31/07/2023 : Seven Reizh - La Barque Ailée et l'Albatros ...quand s'envolent les mots…

Seven Reizh
La Barque Ailée et l'Albatros ...quand s'envolent les mots…
rock progressif / world ethnique et celtique – 88:30 – France – 2023
Seven Reizh vient ici conclure son parcours avec ce 5e double album sur des recréations de titres précédents; une aventure commencée il y a 25 ans, livrant une musique émotionnellement forte, un «instruvocal» de poésies s’intégrant harmonieusement et dépouillé de voix, plus mélodiques; un world-prog celtique où les sons d’ailleurs se font jour en toute délicatesse. «Quand les mots s’envolent, les instruments enseignent un langage plus universel», dixit.
«Antre» breton pour l’intro alpha, sur un arpège guitare mélancolique éthéré, sombre. «Cheñch»: sur une déclinaison onirique au spleen non dénué d’espoir; espace musical oriental lointain; harpe, violon donnant toute sa puissance, Huong apportant des tessitures nippones étonnantes à la Oldfield; le sax final associé aux chœurs électriques. «Kraozon»: texte turc sur l’histoire de la presqu’île avec flûte celtique; des voix se mélangent invitant à partir vers l’Irlande, l’Empire ottoman mystérieux; planant, world. «Odisea»: moment asiatique avec vocal bercé de spleen, ponctué par la rage contrôlée d’une guitare flamenco; du Kitaro en ligne de mire. «The Middle Path»: approche bouddhiste vite brisée par une déferlante où le violon apporte puissance et onirisme; un chemin de méditation avec trompette, flûte et accordéon pour une montée heavy à mi-parcours; l’arpège piano langoureux et la clarinette ensorcelante sonnent comme sur Iona. «Brems»: frein en norvégien bien sûr… en cherchant avec des gouttes de nyckelharpa profondes et mystérieuses; une harpe à la Vollenweider; l’intégration vocale n’a plus rien à voir avec celle stridente sur «L’Albatros», un plus évident.

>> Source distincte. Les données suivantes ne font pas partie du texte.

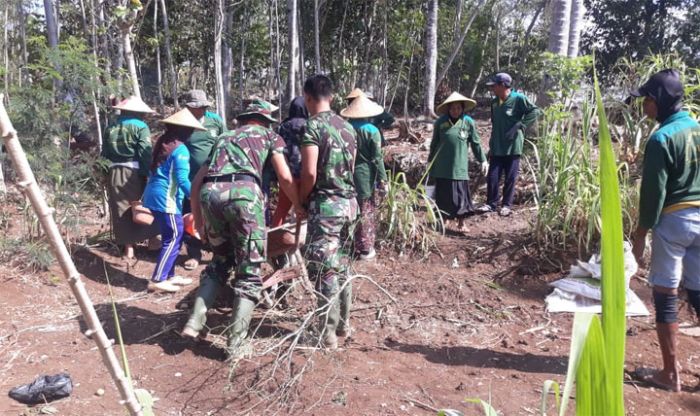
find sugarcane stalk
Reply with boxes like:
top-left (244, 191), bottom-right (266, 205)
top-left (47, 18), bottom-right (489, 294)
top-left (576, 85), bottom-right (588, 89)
top-left (0, 94), bottom-right (143, 416)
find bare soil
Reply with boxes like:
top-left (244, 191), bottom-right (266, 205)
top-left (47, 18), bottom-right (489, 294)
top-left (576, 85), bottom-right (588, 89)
top-left (0, 124), bottom-right (700, 415)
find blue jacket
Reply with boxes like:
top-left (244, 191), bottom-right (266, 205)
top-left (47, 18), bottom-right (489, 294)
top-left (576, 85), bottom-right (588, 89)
top-left (143, 144), bottom-right (191, 214)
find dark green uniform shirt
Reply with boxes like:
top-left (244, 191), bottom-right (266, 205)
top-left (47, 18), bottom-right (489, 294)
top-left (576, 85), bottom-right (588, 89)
top-left (102, 116), bottom-right (153, 177)
top-left (428, 115), bottom-right (486, 180)
top-left (639, 111), bottom-right (700, 228)
top-left (185, 111), bottom-right (226, 180)
top-left (350, 120), bottom-right (387, 199)
top-left (489, 91), bottom-right (541, 156)
top-left (301, 111), bottom-right (357, 202)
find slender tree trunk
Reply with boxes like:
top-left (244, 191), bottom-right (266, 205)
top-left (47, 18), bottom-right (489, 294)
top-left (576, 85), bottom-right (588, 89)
top-left (568, 0), bottom-right (586, 58)
top-left (547, 0), bottom-right (571, 56)
top-left (314, 0), bottom-right (321, 74)
top-left (222, 2), bottom-right (233, 117)
top-left (122, 28), bottom-right (141, 98)
top-left (436, 0), bottom-right (485, 85)
top-left (422, 0), bottom-right (439, 117)
top-left (287, 0), bottom-right (299, 101)
top-left (297, 5), bottom-right (306, 82)
top-left (44, 0), bottom-right (58, 49)
top-left (153, 1), bottom-right (164, 113)
top-left (214, 0), bottom-right (226, 120)
top-left (158, 0), bottom-right (180, 110)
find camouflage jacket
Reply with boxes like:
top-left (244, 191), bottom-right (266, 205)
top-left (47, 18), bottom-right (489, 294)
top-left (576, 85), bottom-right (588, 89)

«Herzel»: harpe berçant l’air aérien, tribal; arpège cristallin de guitares andalouses et des chœurs au loin pour une joute éphémère aux thèmes musicaux world contemplation et sa fin onirique. «Vents contraires»: pad monolithique amenant la flûte lancinante sur un air asiatique et la voix sub-saharienne-nipponne, étonnant comme le solo guitare nerveux. «Neşeli», joyeux en turc, pour une déclinaison métronomique où les instruments magnifient l’apport vocal aérien, mystique et apaisant. «Breathe»: air rythmé en crescendo, tel un hymne entre sagesse et brutalité retenue, tel un souffle chaud du désert. «L'ombre De Fēng»: air nippon dû essentiellement à la flûte bambou et cette harpe qui renvoie au grand Kitajima; le tambour apaisant, ressourçant; long morceau qui passe rapidement avant le final flamboyant au saxo. «Klozañ»: harpe celte et voix céleste qui peut faire penser à Loreena McKennitt dans ses dérives particulières pour clore l’album.

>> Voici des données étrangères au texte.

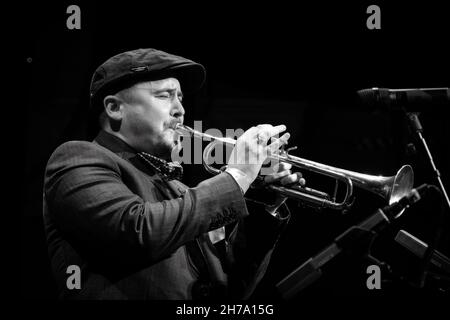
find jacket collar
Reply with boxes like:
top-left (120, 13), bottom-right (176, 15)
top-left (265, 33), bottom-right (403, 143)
top-left (94, 130), bottom-right (184, 198)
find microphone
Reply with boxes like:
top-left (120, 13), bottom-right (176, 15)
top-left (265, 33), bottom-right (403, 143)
top-left (395, 230), bottom-right (450, 275)
top-left (358, 87), bottom-right (450, 112)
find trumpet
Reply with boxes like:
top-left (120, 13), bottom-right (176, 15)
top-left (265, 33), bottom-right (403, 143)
top-left (175, 123), bottom-right (414, 210)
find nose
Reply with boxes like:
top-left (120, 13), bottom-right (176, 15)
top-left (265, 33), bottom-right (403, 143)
top-left (172, 97), bottom-right (185, 118)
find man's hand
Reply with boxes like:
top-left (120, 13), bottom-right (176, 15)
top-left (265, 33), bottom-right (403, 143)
top-left (228, 124), bottom-right (290, 186)
top-left (264, 162), bottom-right (306, 215)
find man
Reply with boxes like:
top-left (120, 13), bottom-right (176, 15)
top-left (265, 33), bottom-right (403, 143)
top-left (44, 49), bottom-right (300, 300)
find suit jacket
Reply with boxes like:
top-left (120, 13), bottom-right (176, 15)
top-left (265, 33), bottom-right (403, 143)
top-left (43, 131), bottom-right (288, 299)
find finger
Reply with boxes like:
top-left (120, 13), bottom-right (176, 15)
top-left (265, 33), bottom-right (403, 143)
top-left (264, 170), bottom-right (292, 183)
top-left (280, 173), bottom-right (298, 185)
top-left (298, 178), bottom-right (306, 187)
top-left (257, 124), bottom-right (286, 143)
top-left (267, 132), bottom-right (291, 152)
top-left (272, 161), bottom-right (292, 172)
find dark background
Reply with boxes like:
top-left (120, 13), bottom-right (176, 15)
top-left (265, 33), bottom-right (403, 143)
top-left (21, 1), bottom-right (450, 299)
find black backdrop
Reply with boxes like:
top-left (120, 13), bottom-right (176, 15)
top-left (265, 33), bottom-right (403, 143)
top-left (25, 1), bottom-right (450, 299)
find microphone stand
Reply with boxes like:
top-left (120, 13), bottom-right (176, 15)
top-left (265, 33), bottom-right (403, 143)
top-left (403, 108), bottom-right (450, 212)
top-left (276, 184), bottom-right (430, 299)
top-left (276, 209), bottom-right (390, 299)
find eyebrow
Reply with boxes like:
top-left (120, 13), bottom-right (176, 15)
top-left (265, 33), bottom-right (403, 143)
top-left (153, 88), bottom-right (183, 97)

Seven Reizh a sorti un condensé de musiques du monde celte à oriental, sans textes pour ne pas irriter et donner un sens mélodique plus prononcé. Claude Mignon, car c’est lui le créateur, a trituré 12 titres de ses 2 anciens albums pour en faire un melting-pot où l’instrumentation traditionnelle apporte force et solennité; un son d’ici et là-bas pur, calme, éthéré, aux ambiances folkloriques mélangées, qui montre qu’un rassemblement musical peut être viable et avantageux, pied de nez au monde dans lequel nous vivons. Les voix en chœurs et l’instrument (la nyckelharpa) ouvrent les chakras musicaux comme une vague sans fin.